Um dia vou escrever sobre essa vida de morar sozinho, mas o que importa é que estou morando sozinho há uns meses. Como é mais perto do trabalho, dá pra ir de bicicleta, e como eu precisava voltar a fazer algum exercício na vida, comprei uma bike e resolvi me colocar pra andar.

Quem já andou de bicicleta no Rio, ou sequer tentou, tem idéia de que é um meio de transporte abandonado pelo governo e mal visto por muitos motoristas, que veem qualquer transporte de duas rodas como um estorvo. Saiu, inclusive, uma reportagem na Veja Rio há um tempo atrás sobre isso.

Mas não tem como ter muita noção até você experimentar andar de fato por aqui. Em primeiro lugar, não é todo lugar que tem ciclovia. Depois, as que tem, ou são mal conservadas, ou mal planejadas, ou ambos. Em botafogo, na rua Mena Barreto, a ciclovia alterna entre os dois lados da calçada sem motivo aparente, na calçada as árvores cortam a ciclovia no meio, e onde suas raízes aumentaram nos últimos anos, fendas e desníveis abriram.

Em segundo, mesmo onde é notadamente uma ciclovia, não há garantia de conseguir o espaço para a bicicleta. Pedestres andam destraídos, sem notar o que acontece ao redor. Eu mesmo devo ter feito isso inúmeras vezes. E como a ciclovia é muitas vezes estreita, por causa de árvores ou outros problemas, nem sempre dá pra um pedestre desviar pra bicicleta passar, então resta esperar atrás ou ir para o cantinho das ruas.

Há lugares, inclusive, onde há uma ciclovia E uma calçada (como é o caso da orla, por exemplo), e as pessoas resolvem andar na ciclovia mesmo sem estarem se exercitando, só por preferência. Claro que se o cara está correndo, é muito melhor o asfalto que a pedra portuguesa. Mas passeando do trabalho pra almoçar? Sem necessidade.

E aí tem as ruas, obviamente não muito seguro, por causa dos carros e ônibus, mas com um problema adicional: os cantos das ruas não são exatamente planos, as tampas daqueles bueiros de canto da rua tem buracos paralelos a rua, e dá um certo medo de se um deles estiver quebrado prender a roda, e também há buracos, o que no canto da rua, perto dos carros, dá um certo medo.
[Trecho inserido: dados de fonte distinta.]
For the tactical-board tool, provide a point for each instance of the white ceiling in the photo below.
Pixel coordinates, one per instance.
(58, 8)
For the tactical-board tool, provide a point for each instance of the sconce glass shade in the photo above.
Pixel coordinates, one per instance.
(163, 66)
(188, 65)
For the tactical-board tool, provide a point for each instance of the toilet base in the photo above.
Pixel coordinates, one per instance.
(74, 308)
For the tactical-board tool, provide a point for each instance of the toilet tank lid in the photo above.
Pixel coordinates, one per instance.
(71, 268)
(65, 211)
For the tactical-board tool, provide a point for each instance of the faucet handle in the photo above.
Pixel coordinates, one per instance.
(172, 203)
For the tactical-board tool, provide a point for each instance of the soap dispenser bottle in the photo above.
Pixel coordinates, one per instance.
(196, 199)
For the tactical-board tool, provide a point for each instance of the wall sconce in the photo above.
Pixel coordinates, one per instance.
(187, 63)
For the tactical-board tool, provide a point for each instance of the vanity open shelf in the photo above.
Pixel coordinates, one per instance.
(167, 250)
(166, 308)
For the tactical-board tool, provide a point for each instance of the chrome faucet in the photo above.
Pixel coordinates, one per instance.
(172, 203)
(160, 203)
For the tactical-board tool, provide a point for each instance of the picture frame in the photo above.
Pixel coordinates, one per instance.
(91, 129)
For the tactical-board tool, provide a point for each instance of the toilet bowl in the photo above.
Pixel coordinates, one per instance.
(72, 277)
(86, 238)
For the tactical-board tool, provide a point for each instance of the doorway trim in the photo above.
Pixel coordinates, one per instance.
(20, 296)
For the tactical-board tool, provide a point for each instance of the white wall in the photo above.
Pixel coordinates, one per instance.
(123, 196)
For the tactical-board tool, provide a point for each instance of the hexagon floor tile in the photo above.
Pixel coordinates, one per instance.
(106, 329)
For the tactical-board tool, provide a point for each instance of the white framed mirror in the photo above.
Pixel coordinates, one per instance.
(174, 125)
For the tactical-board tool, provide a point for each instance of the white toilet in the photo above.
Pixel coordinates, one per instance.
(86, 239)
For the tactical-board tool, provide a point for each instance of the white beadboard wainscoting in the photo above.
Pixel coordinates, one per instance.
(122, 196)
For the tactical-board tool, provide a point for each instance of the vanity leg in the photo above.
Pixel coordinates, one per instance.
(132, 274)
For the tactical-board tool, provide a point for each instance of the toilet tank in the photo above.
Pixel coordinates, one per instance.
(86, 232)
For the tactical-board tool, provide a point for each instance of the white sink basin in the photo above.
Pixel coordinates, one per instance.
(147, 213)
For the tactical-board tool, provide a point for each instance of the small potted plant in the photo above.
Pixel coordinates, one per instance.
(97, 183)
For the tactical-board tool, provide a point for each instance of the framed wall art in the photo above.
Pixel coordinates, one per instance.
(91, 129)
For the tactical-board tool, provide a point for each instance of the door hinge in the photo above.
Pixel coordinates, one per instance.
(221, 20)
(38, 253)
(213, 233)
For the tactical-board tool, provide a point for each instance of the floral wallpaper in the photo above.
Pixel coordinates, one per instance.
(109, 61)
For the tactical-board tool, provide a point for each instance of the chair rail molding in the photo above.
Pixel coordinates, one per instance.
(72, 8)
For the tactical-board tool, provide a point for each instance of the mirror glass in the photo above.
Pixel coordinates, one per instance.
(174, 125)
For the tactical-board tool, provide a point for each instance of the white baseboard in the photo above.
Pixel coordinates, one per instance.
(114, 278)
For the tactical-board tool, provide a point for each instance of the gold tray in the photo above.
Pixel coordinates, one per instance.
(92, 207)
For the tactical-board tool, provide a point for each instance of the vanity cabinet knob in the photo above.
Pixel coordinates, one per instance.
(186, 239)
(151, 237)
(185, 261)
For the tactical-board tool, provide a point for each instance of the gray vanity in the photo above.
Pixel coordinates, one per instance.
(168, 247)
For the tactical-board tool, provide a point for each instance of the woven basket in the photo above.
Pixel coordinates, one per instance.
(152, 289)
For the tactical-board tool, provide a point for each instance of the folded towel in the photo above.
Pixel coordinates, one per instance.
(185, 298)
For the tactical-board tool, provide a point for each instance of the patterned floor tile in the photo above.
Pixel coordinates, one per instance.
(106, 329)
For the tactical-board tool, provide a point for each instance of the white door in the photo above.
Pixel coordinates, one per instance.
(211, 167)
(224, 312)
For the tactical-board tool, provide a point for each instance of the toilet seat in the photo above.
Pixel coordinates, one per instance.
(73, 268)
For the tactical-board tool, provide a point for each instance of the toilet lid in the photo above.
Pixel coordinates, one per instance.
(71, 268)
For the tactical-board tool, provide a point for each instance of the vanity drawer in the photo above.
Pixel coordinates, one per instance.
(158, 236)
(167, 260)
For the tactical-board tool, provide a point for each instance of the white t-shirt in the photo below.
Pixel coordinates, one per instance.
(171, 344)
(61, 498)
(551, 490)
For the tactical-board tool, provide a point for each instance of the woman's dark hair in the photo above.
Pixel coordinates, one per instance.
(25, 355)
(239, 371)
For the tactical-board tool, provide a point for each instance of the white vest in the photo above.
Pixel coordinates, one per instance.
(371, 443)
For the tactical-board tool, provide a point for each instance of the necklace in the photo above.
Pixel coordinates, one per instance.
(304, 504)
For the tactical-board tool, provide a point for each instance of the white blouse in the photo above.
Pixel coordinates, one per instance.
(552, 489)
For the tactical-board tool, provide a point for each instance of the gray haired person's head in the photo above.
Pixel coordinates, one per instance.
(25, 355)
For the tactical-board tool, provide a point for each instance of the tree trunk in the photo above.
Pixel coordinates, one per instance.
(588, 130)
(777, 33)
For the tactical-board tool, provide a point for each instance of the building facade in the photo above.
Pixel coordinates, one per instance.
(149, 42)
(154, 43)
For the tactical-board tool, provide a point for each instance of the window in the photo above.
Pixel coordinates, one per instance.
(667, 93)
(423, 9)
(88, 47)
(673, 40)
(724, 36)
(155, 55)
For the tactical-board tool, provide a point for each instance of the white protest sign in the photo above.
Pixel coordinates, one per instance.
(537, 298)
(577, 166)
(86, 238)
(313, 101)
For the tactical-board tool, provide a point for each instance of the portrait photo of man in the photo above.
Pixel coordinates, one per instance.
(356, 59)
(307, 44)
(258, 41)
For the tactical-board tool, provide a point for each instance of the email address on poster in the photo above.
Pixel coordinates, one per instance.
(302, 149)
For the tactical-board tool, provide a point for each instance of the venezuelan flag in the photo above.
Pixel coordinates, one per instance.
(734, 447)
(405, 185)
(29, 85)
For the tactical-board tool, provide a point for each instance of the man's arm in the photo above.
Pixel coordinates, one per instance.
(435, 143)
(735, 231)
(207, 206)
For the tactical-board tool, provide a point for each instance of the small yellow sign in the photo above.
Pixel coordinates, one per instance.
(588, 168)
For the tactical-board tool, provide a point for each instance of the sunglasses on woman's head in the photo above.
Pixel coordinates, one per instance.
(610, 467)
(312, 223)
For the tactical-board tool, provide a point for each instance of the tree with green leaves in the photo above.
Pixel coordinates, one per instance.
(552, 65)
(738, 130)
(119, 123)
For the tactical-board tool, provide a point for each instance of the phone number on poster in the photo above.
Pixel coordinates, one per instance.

O problema dos pedestres achei que fosse ser resolvido quando eu comprasse uma buzina, mas ela é sumariamente ignorada por várias pessoas, estou pensando em comprar uma buzina eletrônica com barulho de caminhão pra ver se melhora :)

Mas os prós compensam os contras: A vista do Rio é foda, em ambos os caminhos, tanto pela orla quanto pela lagoa. Nada como ver essa vista muito legal antes de ir pro trabalho, chega com um gás completamente diferente :)

E com isso eu também ando ouvindo várias coisas novas. Achei um programa de rádio/podcast que comecei a ouvir, o máquina do tempo. Que infelizmente está desativado, no momento, mas que tem um acervo bem razoável programas já existentes.

Além disso, estou ouvindo também o Ronca Ronca, que passa toda terça feira mas tem versão online no site da oifm.

E enquanto isso, venho ouvindo gente dizendo que perdi peso, o esforço tá fazendo efeito :)

4 thoughts on “A vida de ciclista”

  1. piii
    alo alo senhores aviadores que cruzam os céus do Brasil!
    queria andar de bicicleta tmb, mas chegar no fundão é praticamente impossível assim.
    e ciclovia não tem jeito, é sempre mal feito e quase sempre mal planejado e serve só pra dizer q fez alguma coisa.

  2. Aqui em Paris a prefeitura aconselha que você não ande de bicicleta ouvindo música, segundo eles distrai das coisas acontecendo ao seu redor.